Pat so wished she’d told the truth because she’d just lost R400 - busted!
It also struck a chord with me and probably with half the female population. Haven’t you ever told the guy in your life “New shoes? Oh, no, I’ve had them for ages ...” or “This top? It was half price/on sale/really cheap/only R79”. And I know that this is not unusual, because I’ve heard a similar story from a Collegiate parent who fibbed about the cost of daughter’s matric dance dress (don’t worry, Mrs B, your secret is safe ... no names or dates will pass my lips ...)
What is it with us women?

Tuesday, September 23, 2008

National Heritage Day

Wednesday September 24 might well be National Heritage Day and even National Braai Day here in South Africa, depending on your political and gustatory tendencies, but in the United States it’s also National Punctuation Day.
Even an illiterate moron can see that a panda which “eats, shoots and leaves” is a little different from one which “eats shoots and leaves” – and Brit wit Lynne Truss made her name an international synonym for perfectly punctuated sass in her excellent book of the same title. As she says on her site “Have fun. And always remember, ‘Call me Ishmael’ is different from ‘Call me, Ishmael’. Commas really do make a difference.” http://www.lynnetruss.com/
My own favourite illustration of that is closer to home: “Woman! Without her, man is nothing.”Or, if you want to invert the sexist slant, you might perhaps prefer: “Woman without her man is nothing.” Happy National Punctuation Day!

A Beauty Competition for Nuns

(What nunsense!)

Did you see that piece in the paper about an Italian priest holding a beauty contest with a difference - it will be open only to nuns? What a weird idea!

The Times online reported that Father Antonio Rungi, of Mondragone, near Naples, said he expected at least 1,000 nuns to enter the Sister Italia contest.

It would run online at first, but he hoped that it would become a "real pageant" along the lines of the annual Miss Italy contest. No bathing suits though, or snaps of the contestants draped over rocks hugging a beach ball or frolicking in the surf. Father Rungi, a moral theologian with his own blog, said that the nuns would not wear swimsuits or revealing outfits.

What he valued most in a woman was "inner beauty". Asked for his feminine ideal, he replied: "Well, I would say Sophia Loren."
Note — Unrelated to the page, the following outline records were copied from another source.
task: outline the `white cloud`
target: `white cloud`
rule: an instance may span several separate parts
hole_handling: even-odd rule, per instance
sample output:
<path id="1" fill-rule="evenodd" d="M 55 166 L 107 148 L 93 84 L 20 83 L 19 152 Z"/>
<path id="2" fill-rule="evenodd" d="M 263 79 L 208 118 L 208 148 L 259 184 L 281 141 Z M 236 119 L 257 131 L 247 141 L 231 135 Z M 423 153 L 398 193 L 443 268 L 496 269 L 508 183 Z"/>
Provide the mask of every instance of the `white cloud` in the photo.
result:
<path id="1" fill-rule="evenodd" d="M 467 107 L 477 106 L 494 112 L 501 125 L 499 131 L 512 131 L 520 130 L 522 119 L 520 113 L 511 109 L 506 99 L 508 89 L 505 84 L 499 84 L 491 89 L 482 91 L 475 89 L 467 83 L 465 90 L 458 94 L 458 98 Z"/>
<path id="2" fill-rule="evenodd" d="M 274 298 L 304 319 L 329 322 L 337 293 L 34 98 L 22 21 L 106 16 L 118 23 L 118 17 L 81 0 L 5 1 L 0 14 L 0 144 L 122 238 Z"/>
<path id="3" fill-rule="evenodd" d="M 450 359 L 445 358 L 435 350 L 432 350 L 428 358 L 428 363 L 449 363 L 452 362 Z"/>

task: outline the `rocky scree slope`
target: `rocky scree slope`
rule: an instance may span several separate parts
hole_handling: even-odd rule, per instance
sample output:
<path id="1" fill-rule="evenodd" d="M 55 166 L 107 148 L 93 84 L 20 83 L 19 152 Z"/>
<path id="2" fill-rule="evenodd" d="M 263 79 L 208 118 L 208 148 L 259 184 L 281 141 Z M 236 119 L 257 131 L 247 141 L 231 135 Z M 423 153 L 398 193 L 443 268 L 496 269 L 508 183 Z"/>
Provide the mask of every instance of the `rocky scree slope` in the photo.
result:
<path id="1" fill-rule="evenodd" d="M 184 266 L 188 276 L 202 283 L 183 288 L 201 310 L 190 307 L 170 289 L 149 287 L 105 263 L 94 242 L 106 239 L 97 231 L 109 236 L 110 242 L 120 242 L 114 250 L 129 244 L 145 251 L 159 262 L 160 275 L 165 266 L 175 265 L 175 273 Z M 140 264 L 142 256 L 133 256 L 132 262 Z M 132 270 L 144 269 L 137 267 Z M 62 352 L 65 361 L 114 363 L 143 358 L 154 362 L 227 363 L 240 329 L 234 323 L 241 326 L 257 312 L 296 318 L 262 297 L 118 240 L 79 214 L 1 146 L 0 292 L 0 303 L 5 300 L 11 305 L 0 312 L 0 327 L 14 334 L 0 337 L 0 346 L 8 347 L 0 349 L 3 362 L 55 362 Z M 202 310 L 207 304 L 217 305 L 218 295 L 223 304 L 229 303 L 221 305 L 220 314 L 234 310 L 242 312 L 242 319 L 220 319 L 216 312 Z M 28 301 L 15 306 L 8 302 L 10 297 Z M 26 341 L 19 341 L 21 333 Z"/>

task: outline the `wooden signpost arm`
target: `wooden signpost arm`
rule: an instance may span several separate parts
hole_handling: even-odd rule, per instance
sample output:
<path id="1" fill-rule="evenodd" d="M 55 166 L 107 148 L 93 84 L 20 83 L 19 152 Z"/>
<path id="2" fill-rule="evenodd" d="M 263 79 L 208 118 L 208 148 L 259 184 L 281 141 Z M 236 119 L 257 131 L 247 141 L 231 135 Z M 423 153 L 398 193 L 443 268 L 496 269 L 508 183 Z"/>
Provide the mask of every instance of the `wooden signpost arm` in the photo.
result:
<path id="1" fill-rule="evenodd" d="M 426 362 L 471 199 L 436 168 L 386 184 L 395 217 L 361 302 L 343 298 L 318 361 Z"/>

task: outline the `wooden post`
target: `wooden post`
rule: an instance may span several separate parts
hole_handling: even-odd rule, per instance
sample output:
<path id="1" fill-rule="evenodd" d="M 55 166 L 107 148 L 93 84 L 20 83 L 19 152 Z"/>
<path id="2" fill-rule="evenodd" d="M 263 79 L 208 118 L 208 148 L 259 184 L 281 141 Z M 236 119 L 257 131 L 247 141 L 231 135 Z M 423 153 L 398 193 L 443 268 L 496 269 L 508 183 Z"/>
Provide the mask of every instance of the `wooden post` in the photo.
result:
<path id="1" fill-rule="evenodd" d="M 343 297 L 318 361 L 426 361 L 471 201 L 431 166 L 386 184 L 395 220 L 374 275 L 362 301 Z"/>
Mmm, now there’s a woman who is more famous for her out-there assets than her inner beauty I would say ... when she played a nun in the 1972 movie White Sister, she was anything but au naturel and I’m surprised the panstick make-up didn’t stain her wimple.

Anyway, the well-meaning padre received criticism galore for his idea and has now scrapped the pageant. Among his flood of abusive emails was a writer who The Times reported, he said, “told me I would end up in Hell".

Perhaps it’s just as well. Rungi also would have put a age ceiling on the contest of 40 – but if you’re looking for inner beauty, why should you be less beautiful when the face is less smooth and the hair going grey?

Pity, though, I should have liked to have nominated our own Eastern Cape’s Sister Ethel of Missionvale Care Centre .. now that’s my idea of a truly beautiful woman, both inside and out.

sam said...
yes, you make a really valid point. It's hard to imagine how Mother Theresa would have fared in such a pageant, she was certainly no oil painting based on the criteria used in most contests, but it would be hard to beat her inner beauty. Clearly the misguided man has missed the whole point of becoming a nun, glad he has dropped the idea! (But then, maybe he knew all along that it was a non-flyer and just did it because he knew he'd get a ton of publicity, which, of course, he did!)